The nearest Metro stations are Père Lachaise (lines 2 and 3), Philippe Auguste (line 2), and Gambetta (line 3). From central Paris the journey takes roughly fifteen to twenty minutes. From Charles de Gaulle Airport, budget around an hour by RER B to Châtelet-Les Halles then Metro line 3 eastward, or around 45 euros by taxi.
Where to Eat Nearby
The 20th arrondissement around Belleville has a strong tradition of cheap, good food that survives gentrification better than most Paris neighbourhoods. The streets immediately east of the cemetery are full of small Vietnamese, Chinese, and North African restaurants where lunch rarely exceeds 12 euros. For something more specifically French, Le Baratin on Rue Jouye-Rouve is a small, neighbourhood bistro that has been cited in serious food press repeatedly for its honest cooking and very reasonable prices by Paris standards. Expect to spend around 20 to 30 euros for a full lunch.
If you want a more theatrical setting, Le Train Bleu inside the Gare de Lyon (about 25 minutes by Metro) is a Belle Époque dining room with painted ceilings and gilt mouldings that has operated since 1901. It is expensive by the standards of the area and the food is competent rather than exceptional, but the room itself is genuinely extraordinary and worth knowing about.
Where to Stay
Mama Shelter Paris East on Rue de Bagnolet is a ten-minute walk from the cemetery’s eastern entrance and is one of the better-value hotel options in this part of Paris, with a lively brasserie and bar on the ground floor. Rooms are functional and well-designed; rates typically fall in the 90 to 140 euro range depending on season. Hotel La Nouvelle Republique, near Place de la République and reachable by Metro in three stops, offers boutique-style rooms with a slightly more central position.

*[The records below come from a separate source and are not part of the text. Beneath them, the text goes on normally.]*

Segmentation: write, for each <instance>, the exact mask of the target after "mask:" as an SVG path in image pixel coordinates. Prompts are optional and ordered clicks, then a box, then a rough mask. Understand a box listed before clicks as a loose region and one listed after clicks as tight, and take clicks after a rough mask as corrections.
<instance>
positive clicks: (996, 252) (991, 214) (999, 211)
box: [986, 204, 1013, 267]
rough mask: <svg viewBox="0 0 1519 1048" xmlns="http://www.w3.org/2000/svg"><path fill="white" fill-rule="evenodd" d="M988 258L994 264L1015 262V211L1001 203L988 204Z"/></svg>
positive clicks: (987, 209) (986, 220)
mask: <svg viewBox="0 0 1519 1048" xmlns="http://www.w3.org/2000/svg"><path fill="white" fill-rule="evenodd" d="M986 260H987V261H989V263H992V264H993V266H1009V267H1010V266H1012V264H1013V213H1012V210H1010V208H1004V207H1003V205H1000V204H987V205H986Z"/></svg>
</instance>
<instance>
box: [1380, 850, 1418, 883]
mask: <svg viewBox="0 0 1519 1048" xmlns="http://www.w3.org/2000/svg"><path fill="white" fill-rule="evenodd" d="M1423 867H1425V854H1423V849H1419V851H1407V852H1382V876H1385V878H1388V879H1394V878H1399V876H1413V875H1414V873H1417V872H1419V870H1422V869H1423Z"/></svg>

For visitors prioritising neighbourhood character over convenience, the 11th arrondissement immediately southwest of the cemetery is one of the more interesting places to stay in Paris: genuinely local, full of wine bars and natural food shops, and substantially cheaper per room than the Marais or Saint-Germain.
The Best Time to Visit
Saturday and Sunday afternoons between April and September bring the largest crowds, concentrated around the six or seven most famous graves. If you visit on a weekday, particularly in the morning, you can walk for extended periods through the older sections of the cemetery without passing another tourist. The less-visited eastern and northern divisions, which contain some of the most elaborate 19th-century mausolea, are essentially empty even on busy days.
The cemetery is at its most photogenic in autumn, when the chestnut and plane trees drop leaves across the flagstone paths and the light is low and warm from mid-morning onward. Spring brings flowers to many of the maintained plots and some of the more lavish private tombs become genuinely garden-like. The cemetery stays open through winter but closing at 5:30 PM means you lose the afternoon light entirely.
One logistical detail worth noting: the main entrance on Boulevard de Ménilmontant and the maps available there focus on the western section, where the most famous graves are clustered. The eastern section has its own gate on Rue de la Réunion and sees a fraction of the foot traffic. If you want to explore without a crowd at your heels, enter from the east.